Case ID: ark_261/html/0079-01.html
Source: Caselaw Access Project
Author: {"author": "Conley Byrd, Justice.", "license": "Public Domain", "url": "https://static.case.law/"}
Date Created: 2024-08-24T03:29:51.129683

Thomas HARE v. FIRST SECURITY BANK, Administrator and Carolyn Sue DAVIS
    76-248
    546 S.W. 2d 427
    Opinion delivered February 22, 1977
    (Division I)
    
      Pollard, Cavaneau & Hatfield, for appellant.
    
      Guy H. Jones, Phil Stratton, Guy Jones Jr., and Casey Jones, for appellees.
   Conley Byrd, Justice.

Appellant admits that appellee Carolyn Sue Davis was not mentioned in the will, but asks this Court to adopt the rule that in the case of pretermitted children, extrinsic evidence be admitted to show the testator was aware of the pretermitted child and intended to disinherit. Appellant then suggests that, if the evidence be sufficiently clear, cogent and convincing, the expressed terms of the will be effectuated despite the pretermitted heir statute. Our pretermitted child statute, Ark. Stat. Ann. § 60-507(b) (Repl. 1971), provides:

“b. PRETERMITTED CHILDREN. If at the time of the execution of a will there be a living child of the testator, or living child or issue of a deceased child of the testator, whom the testator shall omit to mention or provide for, either specifically or as a member of a class, the testator shall be deemed to have died intestate with respect to such child or issue, and such child or issue shall be entitled to recover from the devisees in proportion to the amounts of their respective shares, that portion of the estate which he or they would have inherited had there been no will.”

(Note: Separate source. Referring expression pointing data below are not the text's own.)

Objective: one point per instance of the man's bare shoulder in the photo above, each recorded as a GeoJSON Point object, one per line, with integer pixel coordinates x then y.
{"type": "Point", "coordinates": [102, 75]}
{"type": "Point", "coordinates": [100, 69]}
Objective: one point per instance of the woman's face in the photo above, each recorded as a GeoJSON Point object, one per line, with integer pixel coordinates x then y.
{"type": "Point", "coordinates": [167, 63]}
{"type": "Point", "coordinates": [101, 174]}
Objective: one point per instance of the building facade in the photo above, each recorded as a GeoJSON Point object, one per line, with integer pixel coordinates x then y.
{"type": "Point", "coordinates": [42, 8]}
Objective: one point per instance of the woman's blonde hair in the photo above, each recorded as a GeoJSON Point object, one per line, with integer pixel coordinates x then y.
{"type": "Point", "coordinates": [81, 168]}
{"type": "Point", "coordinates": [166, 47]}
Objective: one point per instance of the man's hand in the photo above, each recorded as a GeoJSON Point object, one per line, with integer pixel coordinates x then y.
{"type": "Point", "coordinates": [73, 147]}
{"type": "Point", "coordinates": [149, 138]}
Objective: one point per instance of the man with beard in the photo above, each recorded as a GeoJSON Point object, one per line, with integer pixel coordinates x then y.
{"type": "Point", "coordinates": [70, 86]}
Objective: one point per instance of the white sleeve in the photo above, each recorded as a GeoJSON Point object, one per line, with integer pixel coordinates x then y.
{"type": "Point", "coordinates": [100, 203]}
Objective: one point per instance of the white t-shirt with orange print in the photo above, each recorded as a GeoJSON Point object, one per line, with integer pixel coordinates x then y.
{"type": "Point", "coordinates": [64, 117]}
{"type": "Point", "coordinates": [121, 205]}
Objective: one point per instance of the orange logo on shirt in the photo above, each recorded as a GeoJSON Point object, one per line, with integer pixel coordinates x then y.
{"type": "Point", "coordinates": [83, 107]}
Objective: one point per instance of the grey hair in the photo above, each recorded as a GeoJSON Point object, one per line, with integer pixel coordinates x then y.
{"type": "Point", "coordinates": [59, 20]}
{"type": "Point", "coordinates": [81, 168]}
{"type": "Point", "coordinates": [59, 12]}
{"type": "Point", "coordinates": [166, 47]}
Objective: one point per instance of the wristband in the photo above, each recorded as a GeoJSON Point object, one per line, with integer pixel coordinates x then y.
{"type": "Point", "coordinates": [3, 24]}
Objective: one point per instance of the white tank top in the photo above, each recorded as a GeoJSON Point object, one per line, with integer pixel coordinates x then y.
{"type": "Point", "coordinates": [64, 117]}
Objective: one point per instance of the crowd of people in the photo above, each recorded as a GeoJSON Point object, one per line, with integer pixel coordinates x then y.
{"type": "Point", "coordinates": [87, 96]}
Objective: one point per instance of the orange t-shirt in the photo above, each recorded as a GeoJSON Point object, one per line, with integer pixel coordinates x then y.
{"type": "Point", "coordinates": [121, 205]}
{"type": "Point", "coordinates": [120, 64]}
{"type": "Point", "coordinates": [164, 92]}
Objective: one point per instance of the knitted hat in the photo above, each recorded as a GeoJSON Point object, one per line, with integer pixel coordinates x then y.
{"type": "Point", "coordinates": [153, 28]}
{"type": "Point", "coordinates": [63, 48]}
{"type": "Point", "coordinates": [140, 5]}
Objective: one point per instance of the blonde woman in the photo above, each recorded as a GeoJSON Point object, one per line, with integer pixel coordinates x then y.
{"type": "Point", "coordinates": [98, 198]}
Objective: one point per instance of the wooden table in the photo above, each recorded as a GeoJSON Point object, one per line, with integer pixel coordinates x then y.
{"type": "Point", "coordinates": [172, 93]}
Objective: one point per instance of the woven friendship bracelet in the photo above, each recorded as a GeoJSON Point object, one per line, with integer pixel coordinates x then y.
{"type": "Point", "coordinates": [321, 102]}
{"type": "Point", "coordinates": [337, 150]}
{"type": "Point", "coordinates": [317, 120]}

We cannot adopt the rule requested by appellant admitting such extrinsic evidence. Our cases uniformly hold that extrinsic testimony is admissible for the purpose of showing the meaning of words used in a will or for the purpose of placing the court in the position of the testator at the time of using the words but that such evidence is not admissible for the purpose of showing what the testator intended but failed to set out in the will. See Hardy v. Porter, 245 Ark. 729, 434 S.W. 2d 61 (1968) and Vaught v. Vaught, 247 Ark. 52, 444 S.W. 2d 104 (1969).

Affirmed.

We agree: Harris, C.J., and George Rose Smith and Holt, JJ.